Starting a small Travel Agency Business

At the moment I'm currently studying Travel and Tourism in the hopes of getting a job as a Travel Agent and also in the distant future starting my own small agency from home.

What tips/help can I get from you guys for achieving this dream?
posted by thelloydshow to Travel & Transportation (5 answers total) 2 users marked this as a favorite
 
Find a niche, be the best. I don't use travel agents anymore, with the luxury of the web for most mainstream destinations. If I was planning a trip to darkest Africa, or had special needs (disabled kids, extreme views, strict dietary requirements etc.) I would pay the premium to get expert help/planning.
posted by bystander at 4:18 AM on December 7, 2008


Get an IATA number if you want to earn hotel commissions.
posted by kdern at 5:52 AM on December 7, 2008


I think bystander has it; most of us computer-literate types that don't have any particularly special needs (i.e. if I need a single ticket from Chicago to Denver) use kayak.com and would never consider using a travel agent. You need to cater to a niche.
posted by craven_morhead at 7:09 AM on December 7, 2008


Thirding. I'm fine with booking myself to the easy places, UK and anywhere in the US, where I live. But when I went to Japan and when I was thinking of going to Iceland a travel agent was invaluable for this dumb American (possibly a niche unto itself), especially since travel websites are pretty limited in the option they allow you to choose from. Sometimes it's just better to have someone who already knows the landscape.
posted by rhizome at 11:58 AM on December 7, 2008


Based on the market turmoil in the US (and spreading to the world), I'd pick a niche that you felt like will not dry up in the very near future.

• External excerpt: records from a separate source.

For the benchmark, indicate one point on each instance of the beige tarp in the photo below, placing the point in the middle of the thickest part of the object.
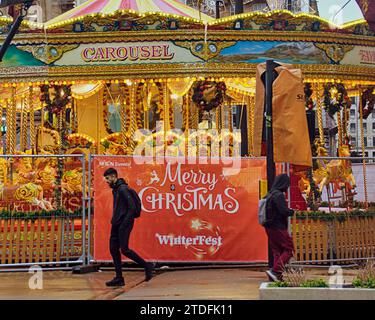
(290, 130)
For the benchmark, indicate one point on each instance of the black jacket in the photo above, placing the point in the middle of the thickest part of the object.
(277, 208)
(123, 205)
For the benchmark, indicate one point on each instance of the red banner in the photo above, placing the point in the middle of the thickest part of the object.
(191, 212)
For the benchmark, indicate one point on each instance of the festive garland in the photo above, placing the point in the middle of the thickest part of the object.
(339, 216)
(368, 101)
(209, 95)
(339, 100)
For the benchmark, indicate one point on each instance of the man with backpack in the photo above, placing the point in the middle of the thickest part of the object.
(276, 225)
(126, 207)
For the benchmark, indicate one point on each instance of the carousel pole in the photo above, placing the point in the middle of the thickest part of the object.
(8, 115)
(23, 124)
(123, 107)
(270, 77)
(363, 147)
(13, 131)
(250, 123)
(133, 110)
(32, 120)
(340, 128)
(319, 113)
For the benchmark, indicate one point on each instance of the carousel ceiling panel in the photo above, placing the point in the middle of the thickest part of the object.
(171, 7)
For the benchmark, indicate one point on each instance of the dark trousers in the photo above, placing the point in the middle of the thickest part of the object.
(282, 247)
(119, 243)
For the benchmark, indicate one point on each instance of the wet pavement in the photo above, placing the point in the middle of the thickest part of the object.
(63, 285)
(198, 284)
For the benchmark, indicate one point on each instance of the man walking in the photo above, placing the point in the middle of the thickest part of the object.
(122, 225)
(277, 213)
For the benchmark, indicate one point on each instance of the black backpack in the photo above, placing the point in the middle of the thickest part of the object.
(137, 202)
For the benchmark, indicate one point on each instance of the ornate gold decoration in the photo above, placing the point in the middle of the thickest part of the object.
(123, 108)
(23, 134)
(13, 121)
(32, 119)
(316, 71)
(334, 51)
(8, 117)
(48, 53)
(63, 38)
(364, 5)
(205, 50)
(250, 123)
(340, 130)
(317, 90)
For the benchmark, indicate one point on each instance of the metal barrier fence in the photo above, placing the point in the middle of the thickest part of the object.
(42, 210)
(336, 235)
(32, 234)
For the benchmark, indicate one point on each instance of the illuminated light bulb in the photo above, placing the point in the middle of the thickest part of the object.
(333, 91)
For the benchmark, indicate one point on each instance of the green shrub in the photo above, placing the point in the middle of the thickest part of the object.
(369, 283)
(278, 284)
(316, 283)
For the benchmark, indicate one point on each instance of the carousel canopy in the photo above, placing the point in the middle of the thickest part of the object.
(172, 7)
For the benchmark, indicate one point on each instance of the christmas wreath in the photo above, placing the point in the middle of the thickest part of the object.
(335, 98)
(209, 95)
(368, 100)
(62, 96)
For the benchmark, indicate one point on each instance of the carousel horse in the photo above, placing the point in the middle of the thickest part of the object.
(337, 172)
(304, 183)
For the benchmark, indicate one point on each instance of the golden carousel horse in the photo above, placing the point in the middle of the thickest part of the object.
(338, 172)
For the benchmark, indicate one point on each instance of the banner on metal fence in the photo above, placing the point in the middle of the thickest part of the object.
(191, 212)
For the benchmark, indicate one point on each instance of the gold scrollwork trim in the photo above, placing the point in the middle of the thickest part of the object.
(245, 70)
(152, 71)
(193, 35)
(50, 53)
(333, 51)
(208, 50)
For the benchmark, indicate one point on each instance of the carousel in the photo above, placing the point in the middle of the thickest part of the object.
(87, 81)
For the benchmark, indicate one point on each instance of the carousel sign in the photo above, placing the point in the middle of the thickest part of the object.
(131, 53)
(118, 53)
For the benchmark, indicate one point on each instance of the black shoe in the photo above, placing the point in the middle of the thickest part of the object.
(149, 270)
(116, 282)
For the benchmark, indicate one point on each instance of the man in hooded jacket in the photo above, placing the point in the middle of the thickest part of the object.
(122, 225)
(277, 213)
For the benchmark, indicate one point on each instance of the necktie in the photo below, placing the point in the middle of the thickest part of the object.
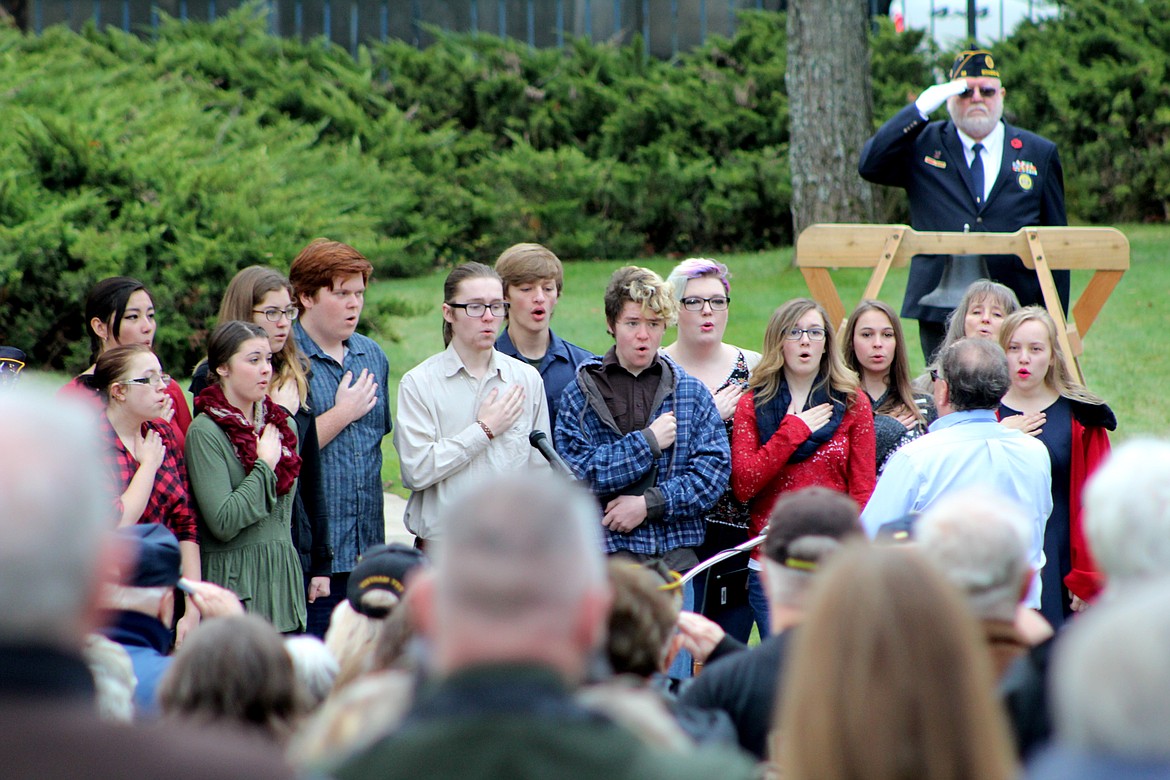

I think that travel niches that are unlikely to dry up are at the very high end (think thousand dollar per day trips to exotic locations in Asia, Middle East, Latin America, etc., exotic excursions to Yemen to drink the best coffees in the world). Other possibilities are becoming a cruise expert (I don't know anything about this kind of travel), or perhaps an expatriates travel agency (eastern europeans returning to eastern europe for work, familiy, and other needs). I don't think that the expatriates market is easy to get into (it would require some kind of language skills, and also some cachet in the that community), and I bet it's not that high margin of a business. But I bet that kind of travel isn't going away.